Caius Marius

Plutarch

Plutarch. Plutarch's Lives, Vol. IX. Perrin, Bernadotte, translator. Cambridge, MA: Harvard University Press; London: William Heinemann Ltd., 1920.

However, he appeared to be in greater fear and terror of the shouting in the popular assemblies. At any rate, while in war he had authority and power because his services were needed, yet in civil life his leadership was more abridged, and he therefore had recourse to the goodwill and favour of the multitude, not caring to be the best man if only he could be the greatest.

The consequence was that he came into collision with all the aristocrats. It was Metellus, however, whom he especially feared, a man who had experienced his ingratitude, and one whose genuine excellence made him the natural enemy of those who tried to insinuate themselves by devious methods into popular favour and sought to control the masses by pleasing them. Accordingly, he schemed to banish Metellus from the city.

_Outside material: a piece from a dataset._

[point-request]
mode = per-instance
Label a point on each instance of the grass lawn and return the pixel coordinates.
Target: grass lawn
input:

For this purpose he allied himself with Saturninus and Glaucia, men of the greatest effrontery, who had a rabble of needy and noisy fellows at their beck and call, and with their assistance would introduce laws. He also stirred up the soldiery, got them to mingle with the citizens in the assemblies, and thus controlled a faction which could overpower Metellus. Then, according to Rutilius, who is generally a lover of truth and an honest man, but had a private quarrel with Marius, he actually got his sixth consulship by paying down large sums of money among the tribes, and by buying votes made Metellus lose his election to the office, and obtained as his colleague in the consulship Valerius Flaccus, who was more a servant than a colleague.

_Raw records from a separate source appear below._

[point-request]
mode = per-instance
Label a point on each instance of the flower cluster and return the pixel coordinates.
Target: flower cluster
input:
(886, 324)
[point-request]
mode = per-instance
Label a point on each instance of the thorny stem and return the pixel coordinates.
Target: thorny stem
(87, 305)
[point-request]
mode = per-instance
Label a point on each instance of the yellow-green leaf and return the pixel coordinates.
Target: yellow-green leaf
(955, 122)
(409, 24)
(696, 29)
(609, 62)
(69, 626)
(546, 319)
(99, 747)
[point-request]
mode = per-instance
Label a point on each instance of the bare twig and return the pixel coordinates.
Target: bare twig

And yet the people had never bestowed so many consulships upon any other man except Corvinus Valerius. In the case of Corvinus, however, forty-five years are said to have elapsed between his first and his last consulship; whereas Marius, after his first consulship, ran through the other five without a break.

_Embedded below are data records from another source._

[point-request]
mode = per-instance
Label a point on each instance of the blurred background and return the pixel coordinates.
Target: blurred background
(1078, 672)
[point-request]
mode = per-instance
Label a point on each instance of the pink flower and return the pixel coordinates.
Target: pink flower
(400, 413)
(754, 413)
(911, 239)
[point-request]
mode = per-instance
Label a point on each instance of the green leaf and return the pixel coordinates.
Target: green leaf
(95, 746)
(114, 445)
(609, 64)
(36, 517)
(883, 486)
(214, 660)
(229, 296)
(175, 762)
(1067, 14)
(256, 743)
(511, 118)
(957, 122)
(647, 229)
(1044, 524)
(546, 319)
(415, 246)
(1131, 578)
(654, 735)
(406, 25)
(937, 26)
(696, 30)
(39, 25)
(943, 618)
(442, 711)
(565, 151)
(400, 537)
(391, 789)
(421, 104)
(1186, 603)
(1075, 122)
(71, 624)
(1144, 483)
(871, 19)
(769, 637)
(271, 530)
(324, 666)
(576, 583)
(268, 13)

In this last consulship[*](100 B.C. ) particularly did Marius make himself hated, because he took part with Saturninus in many of his misdeeds. One of these was the murder of Nonius, whom Saturninus slew because he was a rival candidate for the tribuneship. Then, as tribune, Saturninus introduced his agrarian law, to which was added a clause providing that the senators should come forward and take oath that they would abide by whatsoever the people might vote and make no opposition to it.